The truth is, I go to the beach, and I see the crowds
evidently enjoying themselves as they tan or read or drink or body-surf, and it
unsettles me. I always want to
leave before everyone else, because I hate the feeling of having stayed too
long, and having to leave as the sun is setting, and you’re hungry and a little
dazed from the sunshine and covered with sand, and you have to schlep your
chairs, umbrella, and cooler back to where you’re staying. Anyone, I’m sure,
would want to collapse under these circumstances, but I also want to cry. There’s something so brittle about it –
all the forced merriment in the bright sun, the making the most of the last
days of summer – and it makes me sad. I had the same feeling recently at one of
the big events I’m occasionally constrained to attend with my husband for his
work. Having to wear a cocktail
dress and attempt something sophisticated with my still-graduate-student-looking
hair, to drink and dine with prominent citizens of my new town, and to dance to
the same band that plays the same music at every single one of these events (and I
actually happen to think this band is very good) sent me halfway toward despair
and rushing to the confessional the next day. I told the priest, who knows me,
and who had, incidentally, also been in attendance the previous night, that I
felt as though I'd been watching everyone dancing before a yawning chasm into
which Death was pushing them unawares, and was this normal, or did he think
that maybe I needed some antidepressants?
He didn’t address this last question directly, but I
sometimes wonder if my relationship with God is just not meant to be one of
those joyful ones that I’ve heard about all my life.
I truly believe that not everyone is meant to know that kind
of joy in a place that is, after all, known officially in some quarters as
“this vale of tears,” and so sometimes I wonder why everyone is trying so hard;
after all, the "ego" in "et in Arcadia ego" is commonly
understood to be death.
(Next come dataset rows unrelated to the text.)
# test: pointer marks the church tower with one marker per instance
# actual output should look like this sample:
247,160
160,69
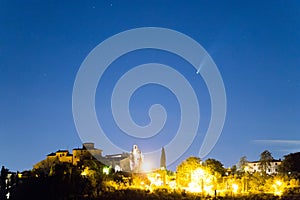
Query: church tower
163,159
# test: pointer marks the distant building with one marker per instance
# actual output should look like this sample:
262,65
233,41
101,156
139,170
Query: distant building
253,166
136,159
119,162
163,164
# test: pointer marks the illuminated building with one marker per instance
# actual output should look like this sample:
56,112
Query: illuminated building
136,159
254,166
119,162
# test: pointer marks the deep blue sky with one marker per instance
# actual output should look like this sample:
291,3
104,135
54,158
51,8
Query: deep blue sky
256,47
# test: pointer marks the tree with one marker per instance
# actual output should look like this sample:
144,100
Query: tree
290,164
215,167
242,163
265,161
185,169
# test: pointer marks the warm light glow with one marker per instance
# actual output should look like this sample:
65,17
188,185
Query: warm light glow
106,170
201,181
279,183
235,188
85,172
155,179
146,166
278,187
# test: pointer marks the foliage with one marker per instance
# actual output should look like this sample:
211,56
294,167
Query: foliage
184,169
242,163
215,167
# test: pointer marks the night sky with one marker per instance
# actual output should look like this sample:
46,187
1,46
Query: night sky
256,47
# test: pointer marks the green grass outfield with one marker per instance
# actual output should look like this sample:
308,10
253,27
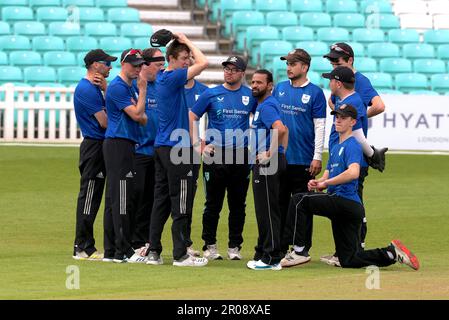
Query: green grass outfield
38,191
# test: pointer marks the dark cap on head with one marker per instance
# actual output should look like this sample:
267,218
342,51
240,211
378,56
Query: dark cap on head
133,56
237,61
298,55
346,110
338,50
343,74
97,55
161,37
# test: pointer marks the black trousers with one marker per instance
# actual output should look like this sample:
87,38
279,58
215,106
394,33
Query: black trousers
93,173
294,180
346,219
266,202
173,192
142,200
363,174
119,160
219,179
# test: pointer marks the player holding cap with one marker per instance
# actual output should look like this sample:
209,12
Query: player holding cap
90,113
126,110
228,108
341,204
303,110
But some people are surely meant to struggle more, to
swim more arduously upstream, than others, and I am either one of them or else
am hopelessly neurotic.
Nonetheless, I pray St. Ignatius’s
Suscipe each morning upon waking,
because I can’t help but feel that I am so steeped in my difficult past that
its color has seeped into my very bones and tinted them the darkest of blues.
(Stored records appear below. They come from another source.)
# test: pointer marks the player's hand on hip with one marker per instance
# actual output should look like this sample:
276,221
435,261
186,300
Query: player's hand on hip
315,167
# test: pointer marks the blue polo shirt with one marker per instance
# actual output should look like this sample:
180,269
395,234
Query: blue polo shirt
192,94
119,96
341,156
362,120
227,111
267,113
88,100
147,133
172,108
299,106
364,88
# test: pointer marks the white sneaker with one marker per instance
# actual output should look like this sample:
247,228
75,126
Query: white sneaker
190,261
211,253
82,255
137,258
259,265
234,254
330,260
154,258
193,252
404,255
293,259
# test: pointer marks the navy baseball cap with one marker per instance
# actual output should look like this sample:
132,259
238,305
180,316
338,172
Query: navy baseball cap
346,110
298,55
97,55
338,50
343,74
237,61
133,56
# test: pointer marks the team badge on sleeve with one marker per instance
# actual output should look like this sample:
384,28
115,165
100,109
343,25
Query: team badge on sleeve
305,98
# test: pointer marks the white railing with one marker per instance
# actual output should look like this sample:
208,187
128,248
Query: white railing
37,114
Here is a mélodie by Debussy, “Chevaux de bois,” number 4 of
his song-cycle Ariettes Oubliées, a setting of a poem by Paul Verlaine about a
fairground carousel which in some ways echoes my feelings about the beach and
summer vacation in general.
Turn, turn, good little wooden horses,
turn a hundred times, turn a thousand times,
turn often and turn always,
turn, turn to the sound of the oboes.
The child in red and his mother in white,
the boy in black and the girl in pink,
One in pursuit, and the other striking a pose,
each of them pays his Sunday penny.
Turn, turn, horses of their hearts,
while all around your turning
the sly pickpocket is watching --
turn to the sound of the victorious cornet.
It is astonishing the way it intoxicates you
to keep turning around in this stupid circle,
empty stomach, aching head,
feeling sick and yet having loads of fun.
Turn, wooden horses, with no need
of spurs
to command you to gallop;
turn, turn, without any hope of hay.
And hurry, horses of their souls--
Already night is falling, calling to supper
the troops of jolly drinkers, made hungry by their thirst.
Turn, turn! The velvet sky slowly begins
to clothe itself in golden stars.
The church bell tolls sadly.
Turn to the happy sound of the drums.
(Above: Detail from Guyhot Marchant’s Danse Macabre des Femmes, 1491.)